S’il n’a pas défini de calendrier, le président et secrétaire général du Parti communiste a affirmé que les divisions politiques entre la Chine et Taïwan « ne peuvent pas être transmises de génération en génération », insistant sur les « liens du sang » qui unissent les Chinois et les « compatriotes de Taïwan ». Le numéro un chinois a pourtant réitéré la possibilité de recourir à la force pour reprendre l’île. « Nous ne promettons pas de renoncer au recours à la force et nous nous réservons le droit de prendre toutes les mesures nécessaires », a-t-il déclaré, provoquant les applaudissements des délégués du Comité permanent de l’Assemblée nationale populaire.
« Valeurs démocratiques »
La veille, Tsai Ing-wen avait demandé à la Chine de respecter Taïwan : le gouvernement chinois « doit répondre à nos différends de manière pacifique et nous traiter d’égal à égal », avait-elle déclaré lors de ses vœux. Mais après le discours de Xi, elle a de nouveau pris la parole lors d’une conférence de presse pour insister : « Le peuple taïwanais chérit les valeurs démocratiques, c’est son mode de vie ». « Si le gouvernement chinois ne traite pas son peuple avec bienveillance, ne peut garantir les droits de l’homme et s’il ne laisse pas son peuple voter… alors les Taïwanais verront avec suspicion les intentions de la Chine », a ajouté le ministère taïwanais des affaires étrangères dans l’après-midi.
Le président chinois a proposé aux Taïwanais la solution « un pays, deux systèmes », inspirée de la formule définie par Deng Xiaoping lors de la rétrocession de Hongkong à la Chine, en 1997. Mais cet exemple fait plutôt figure d’épouvantail pour Taïwan : « “Un pays, deux systèmes” paraît assez illusoire, vu la situation à Hongkong, où les libertés individuelles sont sous pression, estime Jean-Pierre Cabestan, professeur de sciences politiques à l’université baptiste de Hongkong. Le discours de Xi Jinping est à mon avis très décalé par rapport à la réalité taïwanaise : il ne prend pas en compte le fait que la République de Chine reste présente, avec son drapeau, sa monnaie, son armée… c’est un Etat, la situation ne peut pas être comparée à celle de Hongkong ou de Macao. »
Taïwan n’a jamais déclaré son indépendance, d’où son statut ambigu : le territoire a tous les attributs d’un Etat, mais n’est reconnu que par une poignée de petits pays, que Pékin s’attache à ramener un par un dans son giron.

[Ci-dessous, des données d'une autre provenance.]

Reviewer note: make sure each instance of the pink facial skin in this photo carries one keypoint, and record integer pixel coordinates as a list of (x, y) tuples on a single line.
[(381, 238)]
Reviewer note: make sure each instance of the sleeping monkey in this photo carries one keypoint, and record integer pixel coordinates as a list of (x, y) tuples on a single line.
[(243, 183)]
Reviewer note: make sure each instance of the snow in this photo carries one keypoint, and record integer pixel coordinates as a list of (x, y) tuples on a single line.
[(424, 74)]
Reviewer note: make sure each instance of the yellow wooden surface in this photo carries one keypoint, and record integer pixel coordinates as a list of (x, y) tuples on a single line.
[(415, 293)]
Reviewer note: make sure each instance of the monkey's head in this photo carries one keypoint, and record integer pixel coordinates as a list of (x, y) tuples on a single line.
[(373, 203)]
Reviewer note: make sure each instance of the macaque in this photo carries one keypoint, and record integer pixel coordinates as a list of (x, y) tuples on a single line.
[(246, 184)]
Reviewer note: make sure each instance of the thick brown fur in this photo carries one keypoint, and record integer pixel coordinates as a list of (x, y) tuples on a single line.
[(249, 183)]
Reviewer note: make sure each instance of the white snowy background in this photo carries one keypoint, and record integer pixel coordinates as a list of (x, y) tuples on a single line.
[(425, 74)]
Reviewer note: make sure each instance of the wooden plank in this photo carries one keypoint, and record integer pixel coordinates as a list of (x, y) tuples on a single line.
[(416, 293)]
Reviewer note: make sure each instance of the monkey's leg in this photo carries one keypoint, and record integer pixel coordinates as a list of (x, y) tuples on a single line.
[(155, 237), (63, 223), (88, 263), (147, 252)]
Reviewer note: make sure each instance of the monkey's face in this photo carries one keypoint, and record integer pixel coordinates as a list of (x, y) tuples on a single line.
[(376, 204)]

La Chine n’a cessé de renforcer sa pression sur Taïwan, depuis l’arrivée au pouvoir en 2016 de Tsai Ing-wen, la présidente issue du Parti progressiste démocratique, plus frileux à l’égard de Pékin que le Kouomintang, au pouvoir avant elle. Tsai Ing-wen s’est attiré les foudres de Pékin pour avoir refusé de reconnaître le « consensus de 1992 » : un accord sur le fait qu’il n’existe qu’une seule Chine, mais qui laisse ouverte la question de savoir de quelle entité politique il s’agit. Depuis, Pékin a multiplié les mesures de rétorsion, à la fois diplomatiques, militaires et économiques, alors que la Chine absorbe plus de 30 % des exportations taïwanaises.
La « main tendue » par Xi Jinping ne devrait rien arranger, tant les conditions de son appel au dialogue sont restrictives : « La proposition de dialogue démocratique n’est ouverte qu’aux forces politiques qui acceptent le principe de la Chine unique, et le consensus de 1992. Cela ferme le dialogue à la moitié de l’échiquier politique, donc cela n’a aucun sens, pointe Jean-Pierre Cabestan. Il y a un grand décalage entre le discours, les garanties offertes aux Taïwanais, et la réalité. Et là où le discours est très faible, c’est sur le processus de rapprochement. »
A Taïwan, les sondages d’opinion montrent qu’une majorité de Taïwanais continuent de préférer le statu quo, tandis que les partisans de l’unification, comme de l’indépendance, restent très minoritaires.